When Duncan Fletcher signed up to be India’s coach, he did so in part because he felt the country’s cricket administration had modernized over the past decade. He didn’t go into details — at least not in print — but I imagine he was referring to the BCCI’s growing appreciation for the business of the sport, or its introduction of a contract system for players.
But read Rahul Mehra’s list of suggestions for the BCCI. The recommendations, composed during an extended legal battle with the sporting body, are by turns illuminating and depressing. (Some may have been enacted since Mehra began his crusade in 2000). Like:
1. The offices suck: “The BCCI’s current head office is in a ramshackle state, containing just three computers and no proper toilets. In the cramped office sit eight huge steel cupboards used as a dumping ground for official records and trophies, rarely if ever retrieved once stored.”
2. The National Cricket Academy is a mess. “The main problems with NCA are its short duration, the academy only operates for 5 months in a year, and an inadequate system to monitor players after they leave the academy.” (The facility is also shared with a local state association, so it’s not completely under the purview of the BCCI.)

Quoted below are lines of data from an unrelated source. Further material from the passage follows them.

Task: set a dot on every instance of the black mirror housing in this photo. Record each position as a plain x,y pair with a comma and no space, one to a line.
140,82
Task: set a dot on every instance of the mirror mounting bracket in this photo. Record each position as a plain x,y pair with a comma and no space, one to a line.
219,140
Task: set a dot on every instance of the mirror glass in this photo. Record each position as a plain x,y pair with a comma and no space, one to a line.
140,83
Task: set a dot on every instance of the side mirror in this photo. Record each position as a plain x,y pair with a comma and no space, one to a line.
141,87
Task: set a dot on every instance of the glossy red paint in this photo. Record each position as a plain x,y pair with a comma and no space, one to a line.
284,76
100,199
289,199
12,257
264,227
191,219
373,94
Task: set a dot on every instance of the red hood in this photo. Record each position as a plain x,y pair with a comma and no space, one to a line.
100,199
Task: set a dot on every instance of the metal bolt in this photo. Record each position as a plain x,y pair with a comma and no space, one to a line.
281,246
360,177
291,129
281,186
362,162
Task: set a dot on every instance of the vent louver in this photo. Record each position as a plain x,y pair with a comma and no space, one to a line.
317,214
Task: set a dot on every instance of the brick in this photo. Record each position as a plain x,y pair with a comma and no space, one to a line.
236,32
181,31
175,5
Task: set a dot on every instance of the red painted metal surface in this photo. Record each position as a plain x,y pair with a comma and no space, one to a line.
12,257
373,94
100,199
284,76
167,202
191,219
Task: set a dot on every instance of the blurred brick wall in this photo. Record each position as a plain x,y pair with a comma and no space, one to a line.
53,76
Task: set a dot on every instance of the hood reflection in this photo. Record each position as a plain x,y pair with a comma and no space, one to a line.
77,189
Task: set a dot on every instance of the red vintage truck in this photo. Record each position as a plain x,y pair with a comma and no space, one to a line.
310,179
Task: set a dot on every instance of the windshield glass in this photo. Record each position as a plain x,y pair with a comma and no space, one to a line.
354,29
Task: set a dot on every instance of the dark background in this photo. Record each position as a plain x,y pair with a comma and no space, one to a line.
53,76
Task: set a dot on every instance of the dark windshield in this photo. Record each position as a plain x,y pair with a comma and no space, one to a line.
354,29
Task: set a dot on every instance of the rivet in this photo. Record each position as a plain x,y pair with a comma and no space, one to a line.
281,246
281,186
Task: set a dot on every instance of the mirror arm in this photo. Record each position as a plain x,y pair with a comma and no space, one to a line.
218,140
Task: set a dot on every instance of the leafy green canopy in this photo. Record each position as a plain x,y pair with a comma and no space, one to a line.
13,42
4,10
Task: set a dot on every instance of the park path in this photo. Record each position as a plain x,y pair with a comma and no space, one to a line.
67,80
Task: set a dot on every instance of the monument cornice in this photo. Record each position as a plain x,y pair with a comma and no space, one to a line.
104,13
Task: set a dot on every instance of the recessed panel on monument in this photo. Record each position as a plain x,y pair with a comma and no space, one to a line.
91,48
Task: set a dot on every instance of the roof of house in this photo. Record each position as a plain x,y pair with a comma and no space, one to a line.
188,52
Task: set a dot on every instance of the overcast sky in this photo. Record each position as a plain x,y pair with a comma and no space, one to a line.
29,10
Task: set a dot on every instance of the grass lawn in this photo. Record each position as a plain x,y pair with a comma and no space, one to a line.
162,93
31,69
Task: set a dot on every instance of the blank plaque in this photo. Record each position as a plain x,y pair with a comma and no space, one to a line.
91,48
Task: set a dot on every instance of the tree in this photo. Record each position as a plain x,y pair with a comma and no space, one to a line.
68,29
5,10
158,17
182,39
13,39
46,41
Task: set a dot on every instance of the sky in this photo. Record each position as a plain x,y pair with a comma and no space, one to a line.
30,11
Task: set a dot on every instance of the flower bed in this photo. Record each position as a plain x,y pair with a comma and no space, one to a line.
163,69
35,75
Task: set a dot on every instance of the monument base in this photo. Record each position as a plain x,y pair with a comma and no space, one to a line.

3. State Association elections are crazy. “Our State Associations in India have electorates comprised of members of social clubs, many of whom are not directly involved on a day-to-day or even week-to-week basis either in a local cricket club’s administration or the State Association’s administrative functioning. As a result, elections have become an exercise in vote bank politics and gift-giving, as opposed to referenda on cricket policy within a state or region.”
When people talk about “modernity,” they mean a new model that relies less on the personal, and more on the administrative. It’s less face-to-face and more systematic. Amateurs are thrown out; professionals with competence proven by academic degrees or accepted norms designating experience are in. No doubt, modernity presents a whole range of new problems — e.g., it may ruin the variety and diversity of cricket — but it also should ensure that privileged elites protected by tradition and patronage are sidelined by a more skilled meritocracy.
So this is what is at stake, people. This is what we want when we see a team lose 4-0 to England. Can it happen?